His classically seared duck breast is cooked sous vide, then diced, before being mixed with dehydrated duck gizzards in classic mayonnaise, that is enhanced with ingredients unheard of in more traditional kitchens: xanthan gum to thicken it and dehydrated duck skin to intensify the flavor.

Sheerin’s duck tartare sells for $15 and is topped with chopped fresh strawberries, but grapes, cranberries, or anything else classically paired with game can be used to garnish the dish. “The presentation relies on fluidity, the consideration of negative space, and the play between the straight line-up of all the ingredients and the pure white plate,” notes Sheerin.

To add to the experience, sommelier Eduard Seitan suggests pairing the duck with a Domaine Tempier Bandol, a rosé from Provence , that offers tart fruit, minerality, and spice flavors.

So would the likes of Escoffier and Carême applaud or disdain what transpires in Blackbird’s kitchen? Mike Sheerin doesn’t seem to care. Instead, he seeks to walk the line between innovation and tradition.  “Food needs to be grounded and recognizable, neither too traditional nor too far out,” says Sheerin. “I’d like to be the considered the guy who can help relate both sides of the culinary spectrum.” 


A Flight of Equipment in Blackbird’s Kitchen:

Promarks VAC cryovac machine, Model TC-420-F1.

Sci-Bath immersion circulator

Misono Swedish Steel series knives

Vita Prep 3, Model VM0101D

Edlund Poseidon gram scale, Model WISC-10

Salter gram scale, Model 1250

Robot Coup  R2, 3 quart

All-Clad sauce pots

Excalibur Dehydrator, Serial number 10850790


Mike Sheerin’s Duck Tartare
(about three servings)

1  9 oz. duck breast (clean w/skin on)

2 duck gizzards 

40 grams salt 

½ head garlic

1 oz thyme

1 liter + 1/2 cup water 

1 egg yolk 

1000 grams A1 sauce 

100 grams water 

50 grams honey 

1% (or 11.5 grams) agar agar

500 grams peeled, shredded yukon potatoes 

10 grams gelatin, bloomed 

10 grams Activa RM 

melted butter

rice flour for dusting

6 strawberries 

1/2 cup champagne vinegar 

1/4 cup sugar 

1/4 cup water

.2 % xanthan gum

1 egg yolk 

micro celery 


   1. Whisk 1 liter of water with 40 grams of salt. Cover the duck breast with this brine and let sit for one hour. After one hour, strain, and sear the duck breast, only on one side, until the skin is golden brown. Once the duck breast is cool, cryovac and sous vide at 100 degrees Fahrenheit for one hour. After an hour, cool. Cut the duck skin/fat away from the meat, set the meat aside. Clean the fat from the skin and dehydrate the skin overnight at 125 degrees, dehydrate the leftover fat for half an hour. 

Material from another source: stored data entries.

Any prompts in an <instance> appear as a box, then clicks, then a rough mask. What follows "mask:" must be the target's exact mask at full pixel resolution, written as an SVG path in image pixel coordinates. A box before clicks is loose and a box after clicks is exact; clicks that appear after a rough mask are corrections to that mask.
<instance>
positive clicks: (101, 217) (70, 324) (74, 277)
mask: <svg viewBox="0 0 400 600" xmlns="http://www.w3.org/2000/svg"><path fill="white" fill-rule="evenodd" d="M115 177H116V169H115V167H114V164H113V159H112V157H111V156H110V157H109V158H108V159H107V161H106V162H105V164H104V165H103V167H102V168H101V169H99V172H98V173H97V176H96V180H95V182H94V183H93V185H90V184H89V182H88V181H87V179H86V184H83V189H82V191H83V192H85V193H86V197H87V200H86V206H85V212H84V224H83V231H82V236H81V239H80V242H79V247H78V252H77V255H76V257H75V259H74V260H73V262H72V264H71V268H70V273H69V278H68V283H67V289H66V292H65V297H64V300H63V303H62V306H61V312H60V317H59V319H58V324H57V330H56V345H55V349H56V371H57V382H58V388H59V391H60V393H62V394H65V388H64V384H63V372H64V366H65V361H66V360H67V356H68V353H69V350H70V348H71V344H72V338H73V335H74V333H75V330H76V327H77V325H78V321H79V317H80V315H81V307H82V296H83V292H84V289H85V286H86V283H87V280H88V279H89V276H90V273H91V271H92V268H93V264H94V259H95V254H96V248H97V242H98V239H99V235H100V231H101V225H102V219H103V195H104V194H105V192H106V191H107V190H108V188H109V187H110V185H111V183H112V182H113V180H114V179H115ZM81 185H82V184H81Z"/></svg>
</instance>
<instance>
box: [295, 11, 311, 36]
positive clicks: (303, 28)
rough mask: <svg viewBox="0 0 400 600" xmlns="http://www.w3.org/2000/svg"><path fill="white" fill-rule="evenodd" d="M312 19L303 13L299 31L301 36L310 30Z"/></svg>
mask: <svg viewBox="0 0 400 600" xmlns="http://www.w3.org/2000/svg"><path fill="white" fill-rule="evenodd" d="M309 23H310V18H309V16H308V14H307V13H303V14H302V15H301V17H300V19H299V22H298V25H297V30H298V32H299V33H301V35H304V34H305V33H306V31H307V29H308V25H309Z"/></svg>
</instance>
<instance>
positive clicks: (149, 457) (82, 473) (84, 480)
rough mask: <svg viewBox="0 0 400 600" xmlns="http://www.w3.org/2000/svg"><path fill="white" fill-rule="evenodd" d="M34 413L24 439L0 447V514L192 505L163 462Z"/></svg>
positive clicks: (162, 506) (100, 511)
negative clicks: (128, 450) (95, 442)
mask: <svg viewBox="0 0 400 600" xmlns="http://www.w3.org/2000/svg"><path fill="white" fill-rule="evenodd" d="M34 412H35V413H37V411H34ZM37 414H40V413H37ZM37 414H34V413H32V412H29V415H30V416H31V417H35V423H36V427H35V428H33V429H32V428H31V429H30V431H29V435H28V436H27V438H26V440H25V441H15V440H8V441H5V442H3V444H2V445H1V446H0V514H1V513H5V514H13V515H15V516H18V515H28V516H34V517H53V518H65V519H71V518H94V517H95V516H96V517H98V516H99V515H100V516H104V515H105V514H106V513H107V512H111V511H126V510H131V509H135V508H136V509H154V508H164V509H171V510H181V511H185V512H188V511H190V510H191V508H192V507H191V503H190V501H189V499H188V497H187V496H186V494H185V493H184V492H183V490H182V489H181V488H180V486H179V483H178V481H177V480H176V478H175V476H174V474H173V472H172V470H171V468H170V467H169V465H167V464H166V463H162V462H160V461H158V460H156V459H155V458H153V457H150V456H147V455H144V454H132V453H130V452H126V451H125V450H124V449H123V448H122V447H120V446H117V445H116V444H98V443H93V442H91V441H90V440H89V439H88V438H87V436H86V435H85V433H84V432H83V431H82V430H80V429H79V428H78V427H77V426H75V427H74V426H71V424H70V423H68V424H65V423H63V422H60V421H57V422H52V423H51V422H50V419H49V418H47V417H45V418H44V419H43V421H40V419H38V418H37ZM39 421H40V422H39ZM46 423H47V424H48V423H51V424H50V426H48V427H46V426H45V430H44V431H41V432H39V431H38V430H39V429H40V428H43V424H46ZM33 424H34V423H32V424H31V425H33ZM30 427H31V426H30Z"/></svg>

    2. Salt duck gizzards and toss with garlic and thyme; let sit overnight. The next day, remove garlic and thyme, cover with oil, and cook in a 325 degree oven until the gizzards are tender. Cool, and brunoise. 

    3. Puree 1000 grams A1 sauce with 100 grams water, 50 grams honey, and 11.5 grams agar agar. Transfer to a pot and boil for two minutes. Transfer to a separate container and cool. Once cooled, spin in blender until smooth. 

    4. Shred potatoes in food processor using shredder attachment. Place the shredded potatoes in a pot and coat with melted butter; cook until tender. Add in the bloomed gelatin and Activa RM (before handling, read label  and be sure to follow safety instructions!). Season potatoes to taste with salt and pepper. Press in a half hotel pan over night. Portion into 1/2 inch squares and dust with rice flour.  

    5. Mix champagne vinegar, sugar and 1/4 cup water until  sugar is dissolved. Cut strawberries into quarters. Pour the vinegar mixture over the strawberries (just enough to cover). Set aside. 

    6. In blender, spin 1/2 cup water with xanthan gum until thick; add in 1 egg yolk. Slowly add in dehydrated duck skin and slowly stream in oil, until a mayonnaise-like consistency is achieved. Season with salt and pepper. 

    7. Dice the duck breast meat into small pieces. Toss with the brunoise duck gizzard, 2 tablespoons of the duck skin mayo, olive oil and salt. Place in a circle in the center of the plate. Garnish with three dollops of the A1 sauce and equal amounts of the macerated strawberries. Deep fry the potato tots until golden brown. Place in a line across the tartare and garnish with micro celery.